Und wiederum sind Vision, Rhythmus, Klang die eigentlichen Inhalte des Augenblicks der Konzeption und einfürallemal gegeben, so daß nichts daran zu ändern ist. Und andrerseits ist das Werk das, woran die Welt der Kunst sofort nach außen erkennbar wird; es ist ihr Merkmal mehr als der Urheber und der Betrachter – Genie wie Publikum gibt es auch außerhalb der Kunst.
Im Urheber wiederum wie im Betrachter ist die Bewußtheit, des Künstlertums dort, der Kennerschaft hier das was er nicht hat, sondern sich erwerben muß. Und unter den Qualitäten des Kunstwerks ist die „lyrische“ die innerlichste, unter den Künsten die Musik die, welche in dem Ruf steht, die schwierigste zu sein, weil sie die höchstentwickelte und gesichertste und infolgedessen lehrbarste Theorie besitzt. Und Form, Harmonie und Sprache sind das, was in den Künsten nur der „gelernte“ Künstler beherrscht und anzuwenden weiß, während die innere optische Vision, das rhythmische Motiv, der klangliche Ur-Einfall eines Gedichts wohl auch einmal dem gewöhnlichen Menschen kommen mag und wirklich kommt.
Und endlich: wie im Betrachter und seinem Lebenstiefgang die Kunst überhaupt, wie in seiner Menschhaftigkeit das Genie, in seinem „Dramatischen“ das Kunstwerk überhaupt, in der Poesie die Künste, in Gestalt, Melos, Idee die Kunstarten wieder im Leben enden, im gleichen Augenblick, wo sie sich zu völliger Sichtbarkeit voll-enden, also in echter Voll-endung – das haben wir gesehen.

AUSBLICK p. 277

Hier aber treten wir heraus aus dieser Episode, in die wir in diesem Teil immer wieder, nur um sie als bloße Episode zu erweisen, hatten hineinsteigen müssen.
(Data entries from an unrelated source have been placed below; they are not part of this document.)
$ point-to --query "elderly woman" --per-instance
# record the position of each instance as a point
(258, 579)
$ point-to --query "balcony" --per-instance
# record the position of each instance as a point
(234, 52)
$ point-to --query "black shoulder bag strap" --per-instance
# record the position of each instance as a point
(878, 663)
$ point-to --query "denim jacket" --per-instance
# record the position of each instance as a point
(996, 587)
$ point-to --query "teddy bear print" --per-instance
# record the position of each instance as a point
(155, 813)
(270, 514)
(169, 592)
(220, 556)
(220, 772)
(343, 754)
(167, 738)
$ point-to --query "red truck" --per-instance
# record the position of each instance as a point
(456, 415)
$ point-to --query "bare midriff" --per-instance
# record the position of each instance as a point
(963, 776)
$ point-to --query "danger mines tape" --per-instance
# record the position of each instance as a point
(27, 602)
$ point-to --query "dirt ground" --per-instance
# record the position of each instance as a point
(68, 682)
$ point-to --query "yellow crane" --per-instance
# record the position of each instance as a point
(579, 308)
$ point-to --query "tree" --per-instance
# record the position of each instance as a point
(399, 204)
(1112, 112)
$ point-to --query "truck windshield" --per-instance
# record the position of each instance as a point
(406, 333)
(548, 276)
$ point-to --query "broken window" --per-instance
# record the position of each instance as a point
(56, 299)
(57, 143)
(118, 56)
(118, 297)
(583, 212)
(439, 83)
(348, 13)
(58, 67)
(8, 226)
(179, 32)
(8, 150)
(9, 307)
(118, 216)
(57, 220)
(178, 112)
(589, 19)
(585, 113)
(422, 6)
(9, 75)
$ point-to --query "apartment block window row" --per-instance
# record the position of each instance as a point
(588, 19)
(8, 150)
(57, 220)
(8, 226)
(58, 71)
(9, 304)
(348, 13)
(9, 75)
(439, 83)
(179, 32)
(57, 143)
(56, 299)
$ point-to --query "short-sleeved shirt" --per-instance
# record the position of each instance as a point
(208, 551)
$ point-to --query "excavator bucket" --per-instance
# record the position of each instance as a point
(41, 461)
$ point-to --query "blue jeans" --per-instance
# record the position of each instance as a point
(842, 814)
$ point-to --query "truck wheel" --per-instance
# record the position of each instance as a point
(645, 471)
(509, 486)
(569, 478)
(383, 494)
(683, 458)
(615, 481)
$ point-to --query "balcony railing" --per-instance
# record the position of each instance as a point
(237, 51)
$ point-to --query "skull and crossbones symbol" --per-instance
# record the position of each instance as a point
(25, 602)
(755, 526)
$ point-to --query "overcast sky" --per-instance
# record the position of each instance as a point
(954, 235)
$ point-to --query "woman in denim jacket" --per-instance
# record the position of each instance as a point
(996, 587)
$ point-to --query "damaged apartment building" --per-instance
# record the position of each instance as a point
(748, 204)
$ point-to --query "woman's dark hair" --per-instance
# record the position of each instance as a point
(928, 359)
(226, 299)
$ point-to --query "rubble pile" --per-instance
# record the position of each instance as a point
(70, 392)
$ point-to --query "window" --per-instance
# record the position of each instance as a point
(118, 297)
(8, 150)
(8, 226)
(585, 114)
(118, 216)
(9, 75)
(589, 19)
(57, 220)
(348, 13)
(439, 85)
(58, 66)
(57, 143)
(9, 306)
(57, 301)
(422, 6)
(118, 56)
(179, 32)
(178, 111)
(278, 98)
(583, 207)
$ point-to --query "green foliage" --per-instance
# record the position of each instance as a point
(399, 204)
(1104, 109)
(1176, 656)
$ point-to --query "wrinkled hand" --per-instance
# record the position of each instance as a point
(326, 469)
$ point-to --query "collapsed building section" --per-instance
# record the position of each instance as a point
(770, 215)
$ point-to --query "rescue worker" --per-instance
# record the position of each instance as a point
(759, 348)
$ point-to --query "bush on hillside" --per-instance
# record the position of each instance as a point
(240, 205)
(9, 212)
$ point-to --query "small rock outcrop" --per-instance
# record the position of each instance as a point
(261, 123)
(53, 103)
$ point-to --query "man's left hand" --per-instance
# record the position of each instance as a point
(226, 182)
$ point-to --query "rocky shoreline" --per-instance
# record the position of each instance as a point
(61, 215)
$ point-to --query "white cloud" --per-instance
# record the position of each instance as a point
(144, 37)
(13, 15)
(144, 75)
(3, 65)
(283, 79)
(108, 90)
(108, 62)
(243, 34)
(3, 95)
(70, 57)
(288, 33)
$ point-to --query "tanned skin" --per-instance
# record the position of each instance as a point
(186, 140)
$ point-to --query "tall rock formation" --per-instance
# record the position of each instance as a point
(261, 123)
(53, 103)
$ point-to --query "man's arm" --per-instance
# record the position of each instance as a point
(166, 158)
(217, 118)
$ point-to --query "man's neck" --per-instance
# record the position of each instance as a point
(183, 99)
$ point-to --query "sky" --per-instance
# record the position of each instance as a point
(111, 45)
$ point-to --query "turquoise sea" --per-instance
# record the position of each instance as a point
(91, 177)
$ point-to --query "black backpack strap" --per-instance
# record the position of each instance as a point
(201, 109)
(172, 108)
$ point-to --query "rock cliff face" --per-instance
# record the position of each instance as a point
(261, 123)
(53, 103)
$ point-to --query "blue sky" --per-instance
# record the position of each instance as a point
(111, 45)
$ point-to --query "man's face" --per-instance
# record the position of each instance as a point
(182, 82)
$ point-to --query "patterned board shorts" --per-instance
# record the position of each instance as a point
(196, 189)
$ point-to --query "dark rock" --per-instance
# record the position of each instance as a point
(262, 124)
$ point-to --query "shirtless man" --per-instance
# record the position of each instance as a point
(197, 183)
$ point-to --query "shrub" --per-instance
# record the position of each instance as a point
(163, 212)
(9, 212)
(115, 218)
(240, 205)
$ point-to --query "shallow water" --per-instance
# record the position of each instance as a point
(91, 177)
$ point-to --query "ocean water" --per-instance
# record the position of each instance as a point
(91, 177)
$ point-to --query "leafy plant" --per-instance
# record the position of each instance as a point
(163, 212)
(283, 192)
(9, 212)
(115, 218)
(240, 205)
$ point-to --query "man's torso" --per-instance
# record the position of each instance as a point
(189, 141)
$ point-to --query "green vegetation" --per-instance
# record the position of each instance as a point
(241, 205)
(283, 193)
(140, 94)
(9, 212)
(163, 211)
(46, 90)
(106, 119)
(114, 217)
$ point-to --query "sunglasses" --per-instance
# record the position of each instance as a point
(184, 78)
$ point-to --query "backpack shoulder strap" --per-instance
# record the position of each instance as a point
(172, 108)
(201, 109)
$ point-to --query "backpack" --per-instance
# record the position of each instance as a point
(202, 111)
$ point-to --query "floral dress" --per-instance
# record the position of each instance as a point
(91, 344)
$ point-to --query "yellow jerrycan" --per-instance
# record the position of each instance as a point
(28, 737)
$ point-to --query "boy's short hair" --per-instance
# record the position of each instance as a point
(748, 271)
Wenn uns die Kunst nun noch einmal begegnet, dann nicht wieder als Episode. Denn es war selbst der Episode letzte Weisheit, daß sie nicht Episode bleiben dürfe.
Das Schattenreich der Kunst, das den Idealismus über die Leblosigkeit seiner eigenen Welt hatte hinwegtäuschen müssen, – es verlangt selber nach Leben. Pygmalion selbst kann seinem Werk kein Leben einbilden, so sehr er sich müht; erst wenn er den Meißel des Bildners weglegt und, ein armer Mensch, auf seine Kniee sinkt, erst dann neigt sich die Göttin ihm hernieder.